Police hope to deter would-be thieves by taking the value out of stolen phones — a common target for criminals — and rendering them useless for resale. Phones that are reported stolen would be permanently deactivated, or "bricked," police said. Wireless carriers covering the vast majority of cellphone users, including in the nation's capital, are participating.

"If your phone is stolen, you can either call your carrier or you can go online to be able to get, essentially, the phone disabled," said Mayor Vincent Gray, who made the announcement with Police Chief Cathy Lanier.

The news follows the announcement last April that the nation's major wireless carriers had committed to combat cellphone theft, and disable smartphones and tablets that are reported stolen, through the creation of a shared, centralized database. The database is expected to be merged, across carriers, sometime next year, said the chief, who in April joined police chiefs from New York and Philadelphia in announcing the partnership with the wireless industry.
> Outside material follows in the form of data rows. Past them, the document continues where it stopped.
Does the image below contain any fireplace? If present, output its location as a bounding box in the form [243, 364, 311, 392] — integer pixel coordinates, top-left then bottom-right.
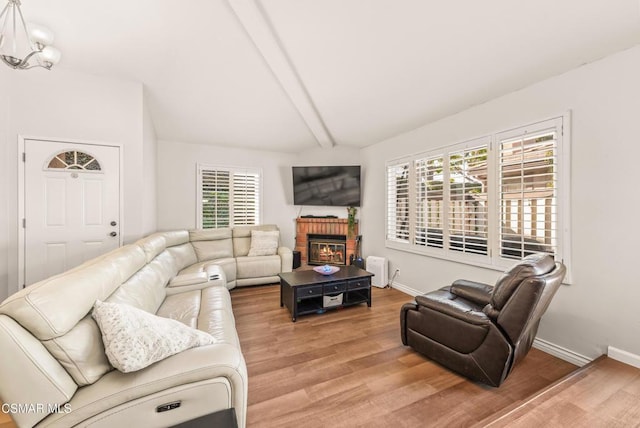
[295, 217, 358, 265]
[307, 234, 347, 265]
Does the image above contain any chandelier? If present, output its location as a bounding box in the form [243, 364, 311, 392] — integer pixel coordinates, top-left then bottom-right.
[0, 0, 61, 70]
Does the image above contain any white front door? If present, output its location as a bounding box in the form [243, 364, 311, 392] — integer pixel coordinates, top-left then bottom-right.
[23, 139, 121, 285]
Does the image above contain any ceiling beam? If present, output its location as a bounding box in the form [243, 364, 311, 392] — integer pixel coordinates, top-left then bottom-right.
[229, 0, 335, 148]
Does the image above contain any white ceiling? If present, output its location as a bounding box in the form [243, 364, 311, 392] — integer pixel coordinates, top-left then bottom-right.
[22, 0, 640, 152]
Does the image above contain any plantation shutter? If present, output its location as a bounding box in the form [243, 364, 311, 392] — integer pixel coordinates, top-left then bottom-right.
[448, 145, 489, 255]
[200, 169, 231, 229]
[387, 163, 409, 242]
[498, 128, 559, 259]
[414, 156, 444, 248]
[233, 172, 260, 225]
[198, 166, 262, 229]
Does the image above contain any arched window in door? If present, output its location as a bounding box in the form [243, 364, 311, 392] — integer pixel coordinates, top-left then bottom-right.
[47, 150, 102, 171]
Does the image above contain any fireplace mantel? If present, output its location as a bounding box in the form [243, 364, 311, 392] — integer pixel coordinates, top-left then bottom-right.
[295, 217, 358, 265]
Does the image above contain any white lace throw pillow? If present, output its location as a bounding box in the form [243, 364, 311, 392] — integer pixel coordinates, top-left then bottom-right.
[248, 230, 280, 257]
[91, 300, 215, 373]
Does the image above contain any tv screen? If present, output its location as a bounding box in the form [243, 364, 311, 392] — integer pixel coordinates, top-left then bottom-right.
[292, 165, 360, 207]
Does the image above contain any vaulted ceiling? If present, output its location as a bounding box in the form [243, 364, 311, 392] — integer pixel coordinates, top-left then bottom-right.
[22, 0, 640, 152]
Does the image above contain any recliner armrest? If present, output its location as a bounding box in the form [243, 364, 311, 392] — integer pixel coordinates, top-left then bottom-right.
[450, 279, 493, 306]
[416, 289, 492, 325]
[278, 247, 293, 272]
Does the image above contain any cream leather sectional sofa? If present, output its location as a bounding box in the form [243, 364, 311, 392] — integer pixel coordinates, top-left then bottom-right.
[0, 225, 292, 427]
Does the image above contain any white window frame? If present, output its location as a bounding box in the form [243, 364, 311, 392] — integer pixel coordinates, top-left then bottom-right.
[385, 112, 571, 283]
[196, 163, 264, 229]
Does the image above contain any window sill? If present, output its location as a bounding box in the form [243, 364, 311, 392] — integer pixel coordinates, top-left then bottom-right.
[385, 240, 572, 285]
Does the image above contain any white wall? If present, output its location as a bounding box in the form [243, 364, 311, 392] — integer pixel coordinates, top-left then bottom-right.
[157, 140, 296, 248]
[0, 67, 11, 302]
[362, 46, 640, 358]
[140, 91, 158, 235]
[0, 68, 155, 296]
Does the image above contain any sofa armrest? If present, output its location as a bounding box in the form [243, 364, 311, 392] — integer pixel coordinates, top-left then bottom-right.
[450, 279, 493, 306]
[416, 289, 492, 325]
[278, 247, 293, 272]
[38, 343, 247, 427]
[167, 272, 209, 287]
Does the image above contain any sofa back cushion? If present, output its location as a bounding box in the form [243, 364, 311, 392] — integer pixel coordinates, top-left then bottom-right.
[167, 242, 198, 272]
[136, 233, 167, 263]
[233, 224, 278, 257]
[42, 315, 113, 386]
[0, 245, 145, 340]
[160, 230, 189, 248]
[0, 245, 146, 386]
[105, 250, 178, 314]
[490, 253, 555, 311]
[189, 227, 233, 262]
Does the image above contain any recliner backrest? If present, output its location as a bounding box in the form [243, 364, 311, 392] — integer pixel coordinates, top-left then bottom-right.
[497, 263, 566, 364]
[489, 253, 555, 311]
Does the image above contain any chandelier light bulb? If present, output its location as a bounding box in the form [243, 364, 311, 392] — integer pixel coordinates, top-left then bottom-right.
[28, 24, 53, 46]
[38, 46, 62, 65]
[0, 0, 62, 70]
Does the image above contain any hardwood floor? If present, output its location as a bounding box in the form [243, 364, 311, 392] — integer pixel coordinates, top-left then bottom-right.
[231, 285, 576, 428]
[482, 356, 640, 428]
[0, 285, 640, 428]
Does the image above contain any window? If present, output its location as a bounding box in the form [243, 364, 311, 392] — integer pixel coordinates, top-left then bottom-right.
[197, 165, 262, 229]
[47, 150, 102, 171]
[387, 116, 569, 268]
[387, 163, 409, 242]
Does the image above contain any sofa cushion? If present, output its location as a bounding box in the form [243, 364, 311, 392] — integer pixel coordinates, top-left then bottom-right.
[167, 242, 198, 271]
[236, 255, 281, 279]
[42, 314, 113, 386]
[233, 224, 278, 257]
[135, 233, 167, 263]
[189, 228, 233, 262]
[179, 258, 237, 283]
[109, 252, 175, 314]
[91, 301, 215, 373]
[0, 256, 128, 340]
[247, 230, 280, 257]
[161, 230, 189, 248]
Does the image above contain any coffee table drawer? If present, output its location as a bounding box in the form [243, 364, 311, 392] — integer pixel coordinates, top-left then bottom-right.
[323, 282, 347, 294]
[297, 285, 322, 299]
[347, 278, 371, 290]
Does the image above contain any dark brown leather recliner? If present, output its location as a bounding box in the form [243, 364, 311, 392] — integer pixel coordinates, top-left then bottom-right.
[400, 253, 565, 386]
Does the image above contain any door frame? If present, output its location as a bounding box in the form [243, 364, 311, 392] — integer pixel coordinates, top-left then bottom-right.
[16, 135, 124, 290]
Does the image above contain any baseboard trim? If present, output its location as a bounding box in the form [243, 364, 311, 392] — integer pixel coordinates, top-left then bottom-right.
[607, 346, 640, 369]
[391, 282, 424, 297]
[533, 337, 593, 367]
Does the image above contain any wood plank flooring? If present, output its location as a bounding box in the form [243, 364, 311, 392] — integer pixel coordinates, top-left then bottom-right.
[482, 356, 640, 428]
[0, 285, 640, 428]
[231, 285, 576, 428]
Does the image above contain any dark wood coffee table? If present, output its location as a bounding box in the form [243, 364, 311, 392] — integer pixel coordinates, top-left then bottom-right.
[278, 266, 373, 322]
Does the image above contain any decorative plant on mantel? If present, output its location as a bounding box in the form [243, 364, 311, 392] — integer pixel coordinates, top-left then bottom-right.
[347, 207, 358, 238]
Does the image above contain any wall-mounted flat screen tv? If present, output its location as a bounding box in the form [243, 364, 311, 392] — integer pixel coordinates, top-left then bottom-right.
[292, 165, 360, 207]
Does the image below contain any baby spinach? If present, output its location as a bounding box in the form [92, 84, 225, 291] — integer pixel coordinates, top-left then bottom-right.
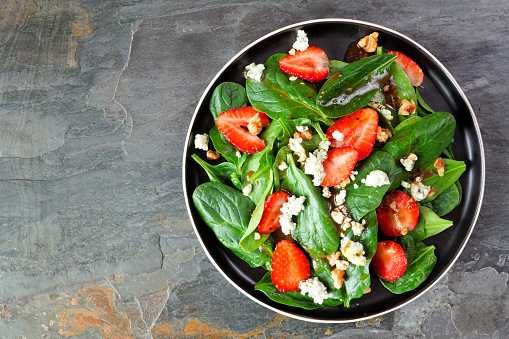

"We saw that all across the United States, every city was having the same problem, so everybody was frustrated," Lanier said Monday. "So I'd say yes, everybody is concentrating on trying to safeguard people's property when it comes to these electronic devices. This is not the end of the battle by any means."

The Federal Communications Commission says the initiative also involves a public education campaign for smartphone users and automatic prompts that remind consumers to set up passwords and protect their phones.

To draw attention to the problem, D.C. officials unveiled a website,, offering robbery and pick-pocket prevention tips as well as a link to an FCC site that lists the phone numbers of major wireless carriers.

The police department has also created posters that show unsuspecting cellphone users in mid-conversation, their devices covered by cash. "This is how thieves see you on the streets," the posters say. "Be aware when you use your electronics."

In addition, Lanier said dozens of additional officers would be patrolling major shopping areas across the city during the holiday season. Some officers will be out in plainclothes, she said. Holidays

"It's also the time of year when bad guys are out shopping," she said.